冷弘澤萬籟俱寂的心腔,忽然來了一聲奇異的躍動。他感到左腿骨的關節在緩慢地硬化,下意識捏住了褲邊縫,聽見自己順從地回答:“聽懂了。”

“好了打板吧。”

啪。

“……然後是小澤,呃,”季川前後說了三次,語氣中早已沒了那種故意拿捏的腔調,聽上去幹巴巴的,“謝謝你今天沒搶拍啊。”

冷弘澤扯了扯嘴角,擠出一個假意的笑容。他這樣笑起來的時候,眼裏充滿了誘惑性的親和。這期節目錄得太久了,晝夜顛倒,三餐全錯,饑餓先是縮在胃裏,又漫延到了骨頭縫裏,變成一種鋪張而漫長的疼痛。
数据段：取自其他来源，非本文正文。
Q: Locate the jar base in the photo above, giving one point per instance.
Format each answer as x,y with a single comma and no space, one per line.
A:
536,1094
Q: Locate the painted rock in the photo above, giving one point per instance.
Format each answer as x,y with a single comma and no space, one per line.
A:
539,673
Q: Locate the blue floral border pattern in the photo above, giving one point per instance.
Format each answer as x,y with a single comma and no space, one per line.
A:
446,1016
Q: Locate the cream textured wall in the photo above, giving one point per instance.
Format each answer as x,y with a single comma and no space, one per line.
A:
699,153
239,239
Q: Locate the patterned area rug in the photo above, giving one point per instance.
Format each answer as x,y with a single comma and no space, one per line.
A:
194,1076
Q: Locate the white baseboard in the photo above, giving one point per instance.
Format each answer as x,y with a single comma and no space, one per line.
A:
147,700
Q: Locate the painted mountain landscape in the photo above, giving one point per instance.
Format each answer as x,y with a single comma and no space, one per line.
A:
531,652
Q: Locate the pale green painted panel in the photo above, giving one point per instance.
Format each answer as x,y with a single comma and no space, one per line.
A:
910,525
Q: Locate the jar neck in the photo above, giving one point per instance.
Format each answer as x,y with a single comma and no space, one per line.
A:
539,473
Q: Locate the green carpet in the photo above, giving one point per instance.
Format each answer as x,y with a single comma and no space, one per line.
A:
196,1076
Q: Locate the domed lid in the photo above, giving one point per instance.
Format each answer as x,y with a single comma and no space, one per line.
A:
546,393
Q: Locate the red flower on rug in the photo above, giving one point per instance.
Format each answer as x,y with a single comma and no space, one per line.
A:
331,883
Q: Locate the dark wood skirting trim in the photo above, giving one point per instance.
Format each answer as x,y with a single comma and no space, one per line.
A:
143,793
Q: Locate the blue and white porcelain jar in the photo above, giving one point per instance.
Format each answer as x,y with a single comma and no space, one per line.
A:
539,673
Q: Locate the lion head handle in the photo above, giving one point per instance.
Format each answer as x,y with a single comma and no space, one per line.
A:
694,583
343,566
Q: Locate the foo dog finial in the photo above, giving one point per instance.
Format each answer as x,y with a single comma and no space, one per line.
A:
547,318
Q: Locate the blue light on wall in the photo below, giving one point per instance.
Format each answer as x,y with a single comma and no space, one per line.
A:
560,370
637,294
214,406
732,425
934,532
“好,那……小澤,好像練舞你是自己練了兩百多遍嗎,請到這邊來——”

冷弘澤橫跨兩步來到方衍邊上,這段距離好像一步就夠了,他的腿卻邁不開似的,看起來很機械。這回手又是規矩地交疊在身前。

“聽說你是鹿哥的頭號迷弟哦,這次跳偶像編的舞,自己覺得怎麽樣?”

冷弘澤拿起話筒,依然沒有看方衍一眼。明明連那個人的呼吸都聽得一清二楚。

方衍就算哪天不呼吸了,心也不跳了,他也都能聽見。

他聽得見一切規則落在他身上又繞開的聲音。

剛才的淘汰環節,那人就坐在臺下,助演嘉賓單獨的席位,居中偏左。冷弘澤也是這麽拿著話筒沈思許久,盯著自己的鞋尖,旁人以為他哭了,上前安慰,結果啼笑皆非,他只是想到鞋帶松了些而已。

“餵17號,攝像機拍你呢,別發呆了。”

Mia在旁接話:“頭號迷弟有點緊張哈,要不你給鹿哥唱兩句ReStar的歌吧好不好。”
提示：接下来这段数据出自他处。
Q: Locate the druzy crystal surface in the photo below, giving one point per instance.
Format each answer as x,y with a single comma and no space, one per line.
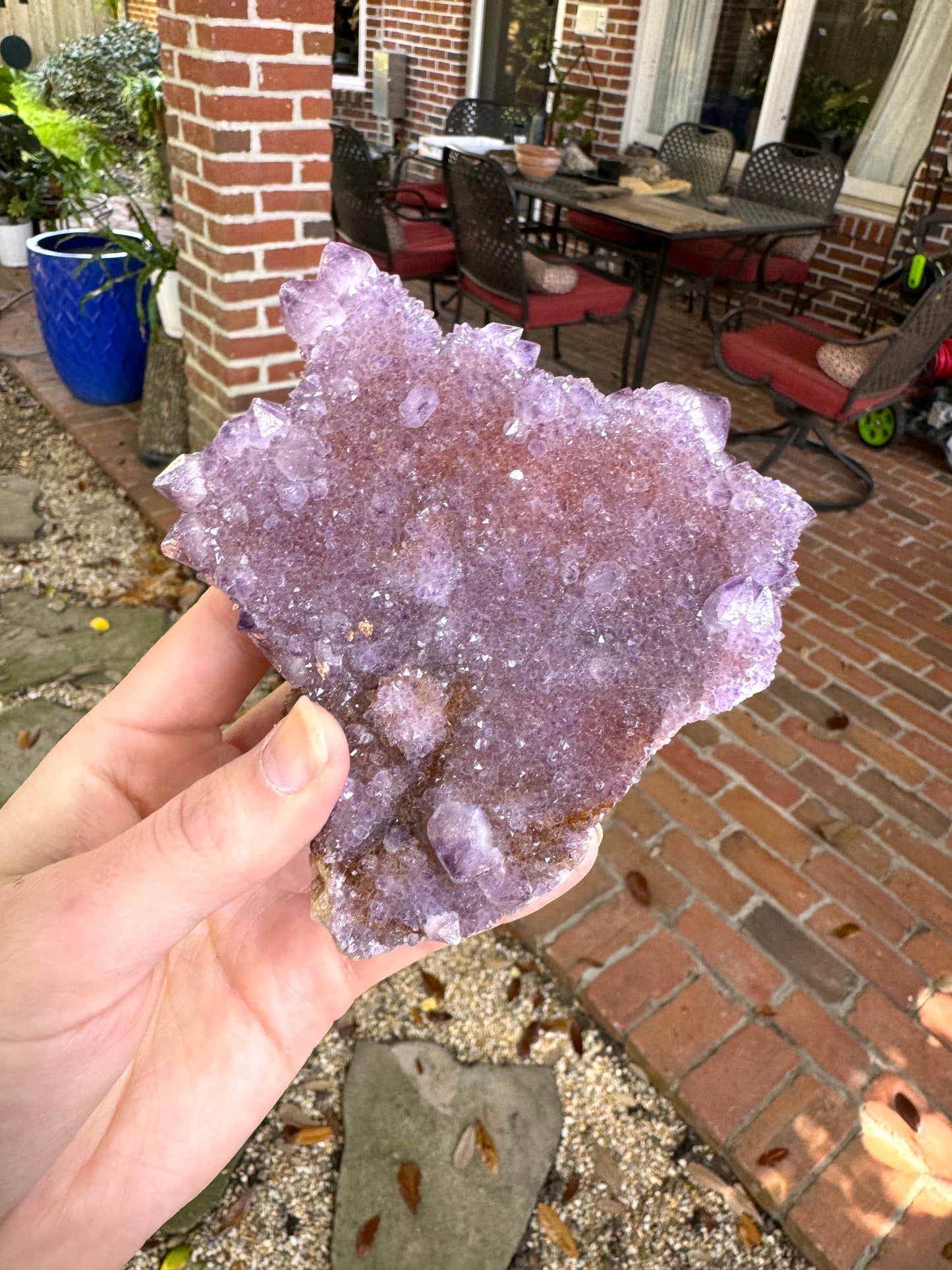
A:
508,589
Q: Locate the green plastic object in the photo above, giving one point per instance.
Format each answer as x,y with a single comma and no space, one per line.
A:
878,428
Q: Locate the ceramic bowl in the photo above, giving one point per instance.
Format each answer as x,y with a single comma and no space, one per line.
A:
538,163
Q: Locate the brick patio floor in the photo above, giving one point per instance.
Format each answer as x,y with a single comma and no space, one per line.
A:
795,958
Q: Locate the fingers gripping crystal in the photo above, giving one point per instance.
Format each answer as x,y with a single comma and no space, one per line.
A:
508,589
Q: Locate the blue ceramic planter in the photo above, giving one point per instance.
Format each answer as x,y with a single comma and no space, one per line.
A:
98,348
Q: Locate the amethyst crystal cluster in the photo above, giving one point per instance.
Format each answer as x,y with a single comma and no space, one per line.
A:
508,589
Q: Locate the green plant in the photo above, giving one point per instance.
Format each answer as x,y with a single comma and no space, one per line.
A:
154,257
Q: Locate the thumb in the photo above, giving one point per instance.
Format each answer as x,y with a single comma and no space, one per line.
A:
141,893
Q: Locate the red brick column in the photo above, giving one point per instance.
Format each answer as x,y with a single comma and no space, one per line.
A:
248,94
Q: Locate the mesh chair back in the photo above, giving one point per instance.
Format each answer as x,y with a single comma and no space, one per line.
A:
485,224
480,117
357,206
700,154
907,356
795,178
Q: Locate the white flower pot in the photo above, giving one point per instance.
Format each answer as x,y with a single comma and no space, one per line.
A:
13,242
169,304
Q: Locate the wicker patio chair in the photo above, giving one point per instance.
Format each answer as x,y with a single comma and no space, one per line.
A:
490,258
779,174
781,356
409,248
468,117
692,152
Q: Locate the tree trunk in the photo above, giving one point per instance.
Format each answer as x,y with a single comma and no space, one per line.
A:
163,426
節目組在錄制公演舞臺時敏銳覺察出了屬於第四組的隱藏看點,新人後生和冷面前輩之間說不清的荷爾蒙互動釋放了一個可供切磋的暧昧信號,短暫商議之後,他們決定把這段本來要掐掉的素材留下。

冷弘澤沈默半晌,終於轉過臉看了方衍一眼。

他曾經無數次後悔過這樣的回眸,在每一個本可以意氣用事的節點。

方衍臉上是一如既往的疏淡。影棚的大燈投射在瞳孔內,彌漫成一地碎片。他不高興時很美,他不知道自己很美。

男孩並不忌憚濃妝之下掩映的生冷,實際這才是令他失笑的原因。

在隨便哼兩句之前,這位前後反差巨大的選手對明鹿說了一句耐人尋味的話。

“謝謝你教我,大明星。”

他嘴角殘存著一抹含義不明的溫軟,恍惚中回到了十五歲時候的城市廣場。那個從頭到腳都很酷,又拽得要死的青年,斜乜著眼睛,冷漠道,請我?請我做什麽。

方衍身上有一道看不見的光,是桂花香的,很甜。冷弘澤想起在外婆家吃過的酒釀圓子。

在那個莽撞偷來的吻裏,他嘗到了得之有幸的味道。